As divisões raciais na África do Sul existiam desde o Neocolonialismo, no século XIX, quando principalmente ingleses e holandeses invadiram o país. Nesse período, todo o continente africano foi dividido em colônias entre os europeus, e muitas dessas só se tornaram independentes na metade do século XX. O processo colonial é fundamental para entendimento do Apartheid, pois os colonizadores brancos da Europa detiveram o domínio econômico e político desde então.
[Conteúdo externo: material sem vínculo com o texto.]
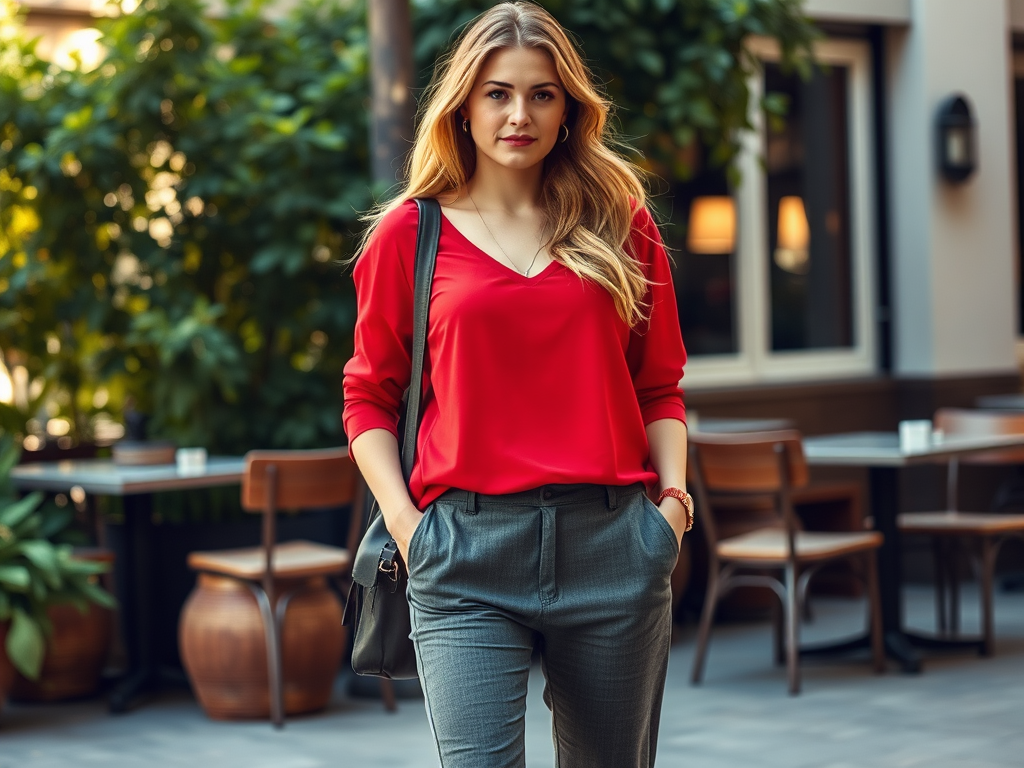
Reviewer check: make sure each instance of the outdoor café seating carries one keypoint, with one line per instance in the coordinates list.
(262, 631)
(770, 465)
(951, 528)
Entre outros direitos, além do voto, a população negra não podia, por exemplo, adquirir terras. Pessoas negras também não podiam se casar com pessoas de outras etnias. Houve, ainda, uma segregação geográfica, como mostra a imagem acima: bancos em praças, casas, calçadas e vários outros espaços públicos separados. Aos bairros para negros foi dado o nome de bantustões.

  • Videoaula sobre o Apartheid

Causas do fim do Apartheid

As causas do fim do Apartheid foram as pressões internacionais de diversos países e da ONU e manifestações na própria África do Sul, ao longo das décadas do regime.

Desde pelo menos a década de 1950 (ou seja, poucos anos depois de Daniel Malan eleito), os negros e negras já se manifestavam contra a separação racial. Nesse sentido, o Congresso Nacional Africano (CNA) — organização anti-segregação existente desde 1912 — é um modelo dessa resistência, já que quando o Apartheid foi institucionalizado, passou a lançar ideias e ações de desobediência civil contra o regime.

Em uma dessas manifestações, a polícia sul-africana assassinou quase 70 pessoas negras, em 1960. Esse episódio ficou conhecido como Massacre de Sharpeville (nome da cidade onde ocorreu) e gerou uma onda de protestos e indignação em países mundo afora, ao ponto da Organização das Nações Unidas (ONU) fazer declaração pública contrária ao regime. Muitos desses atos aconteceram nos Estados Unidos, que, naquela década, viviam a eclosão de movimentos pelos direitos civis de negros e negras.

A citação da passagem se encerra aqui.